Saturday, August 28, 2004

The Winslow concept as to inventors negated as to Federal Appellate Judges

Most patent law courses mention Judge Rich's imagery in the case In re Winslow: the inventor with all the prior art hanging on his walls and available to him. Many patent law courses mention that Judge Rich later abandoned this viewpoint in Kimberly-Clark Corp. v. Johnson & Johnson, 745 F.2d 1437, 1453-54 (Fed. Cir. 1984):

[T]he courts, including our predecessor court as in Winslow, mentioned above, [In re Winslow, 365 F.2d 1017 (CCPA 1966) (Rich, J.)] decided cases on the basis of the axiom-the applicant (or patentee) is presumed to have knowledge of all material prior art-without giving the situation further thought.

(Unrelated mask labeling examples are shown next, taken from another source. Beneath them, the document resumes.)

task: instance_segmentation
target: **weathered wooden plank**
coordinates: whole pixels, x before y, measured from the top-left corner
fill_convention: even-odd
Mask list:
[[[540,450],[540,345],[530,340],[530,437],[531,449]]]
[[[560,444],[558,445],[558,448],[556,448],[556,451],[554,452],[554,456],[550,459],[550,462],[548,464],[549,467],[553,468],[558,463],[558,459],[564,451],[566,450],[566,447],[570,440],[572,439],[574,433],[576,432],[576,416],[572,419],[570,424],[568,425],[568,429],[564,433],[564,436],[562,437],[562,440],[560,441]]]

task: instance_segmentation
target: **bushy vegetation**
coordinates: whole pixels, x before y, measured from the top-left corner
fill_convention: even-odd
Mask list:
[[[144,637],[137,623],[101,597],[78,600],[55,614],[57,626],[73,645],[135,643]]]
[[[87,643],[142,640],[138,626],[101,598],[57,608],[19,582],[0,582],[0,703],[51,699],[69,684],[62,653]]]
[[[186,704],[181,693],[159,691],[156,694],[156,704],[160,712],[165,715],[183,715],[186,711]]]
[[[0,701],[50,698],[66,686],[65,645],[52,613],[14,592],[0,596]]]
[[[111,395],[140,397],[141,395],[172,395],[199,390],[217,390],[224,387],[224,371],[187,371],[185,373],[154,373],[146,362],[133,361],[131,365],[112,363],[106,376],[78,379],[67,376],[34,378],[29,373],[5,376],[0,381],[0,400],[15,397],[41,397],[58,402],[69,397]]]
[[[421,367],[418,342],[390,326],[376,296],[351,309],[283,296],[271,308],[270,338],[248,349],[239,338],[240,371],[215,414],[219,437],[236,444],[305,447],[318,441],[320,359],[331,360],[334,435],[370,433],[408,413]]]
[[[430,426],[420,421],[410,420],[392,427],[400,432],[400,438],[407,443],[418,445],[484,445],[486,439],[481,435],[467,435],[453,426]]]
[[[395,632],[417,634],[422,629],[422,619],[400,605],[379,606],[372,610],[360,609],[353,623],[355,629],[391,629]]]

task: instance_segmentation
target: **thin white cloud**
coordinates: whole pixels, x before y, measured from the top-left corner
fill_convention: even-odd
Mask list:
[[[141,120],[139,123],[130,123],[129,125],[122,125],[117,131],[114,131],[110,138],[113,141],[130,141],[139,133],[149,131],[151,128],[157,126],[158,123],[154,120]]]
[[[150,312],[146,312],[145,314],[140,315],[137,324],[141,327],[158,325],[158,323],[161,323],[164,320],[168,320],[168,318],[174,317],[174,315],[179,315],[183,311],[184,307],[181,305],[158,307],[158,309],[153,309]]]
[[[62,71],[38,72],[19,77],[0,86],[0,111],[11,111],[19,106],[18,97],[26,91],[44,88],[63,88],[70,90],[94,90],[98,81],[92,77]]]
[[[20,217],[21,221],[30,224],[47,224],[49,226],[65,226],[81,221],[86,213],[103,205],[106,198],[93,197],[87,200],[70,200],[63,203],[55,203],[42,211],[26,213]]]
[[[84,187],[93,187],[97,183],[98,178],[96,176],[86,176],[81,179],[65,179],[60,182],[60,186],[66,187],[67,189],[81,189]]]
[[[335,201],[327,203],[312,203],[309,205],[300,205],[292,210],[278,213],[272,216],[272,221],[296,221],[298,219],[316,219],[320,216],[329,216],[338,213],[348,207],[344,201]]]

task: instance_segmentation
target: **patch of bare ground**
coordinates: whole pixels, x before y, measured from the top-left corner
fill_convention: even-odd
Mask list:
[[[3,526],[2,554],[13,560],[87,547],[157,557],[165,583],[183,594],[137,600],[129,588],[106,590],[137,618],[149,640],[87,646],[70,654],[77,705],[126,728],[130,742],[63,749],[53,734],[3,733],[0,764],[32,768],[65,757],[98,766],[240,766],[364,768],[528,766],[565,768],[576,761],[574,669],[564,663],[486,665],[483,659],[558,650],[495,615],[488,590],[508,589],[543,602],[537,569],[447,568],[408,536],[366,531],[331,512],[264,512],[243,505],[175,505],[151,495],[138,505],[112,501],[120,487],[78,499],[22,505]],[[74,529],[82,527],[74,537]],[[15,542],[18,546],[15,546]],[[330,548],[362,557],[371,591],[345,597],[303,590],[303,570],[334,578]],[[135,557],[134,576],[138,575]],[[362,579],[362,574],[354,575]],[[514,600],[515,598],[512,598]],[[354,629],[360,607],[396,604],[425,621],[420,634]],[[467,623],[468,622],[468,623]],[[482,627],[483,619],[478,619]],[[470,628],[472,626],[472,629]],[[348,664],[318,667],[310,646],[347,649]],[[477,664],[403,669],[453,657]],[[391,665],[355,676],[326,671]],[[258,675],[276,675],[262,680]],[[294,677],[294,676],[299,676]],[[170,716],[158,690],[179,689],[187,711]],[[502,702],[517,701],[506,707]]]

But a bad axiom is like a noxious weed, a thriving plant in the wrong place interfering with the growth of more desirable plants....
Since we believe that progress in legal thinking is not only possible but highly desirable when it simplifies such thinking, we believe the time has come to discontinue this particular fiction of the patent law. Congress has given us in ยง 103 a substitute for the former "requirement for invention," which gave rise to the presumption, and that substitute, being statutory, should be used exclusively. We hereby declare the presumption that the inventor has knowledge of all material prior art to be dead.

A curious analog of In re Winslow came up in a substantive due process case in the Third Circuit, with the dissent arguing that Federal appellate judges were up-to-date on case law, in this particular circumstance prior U.S. Supreme Court case law. The proposition lost by a 2-1 vote.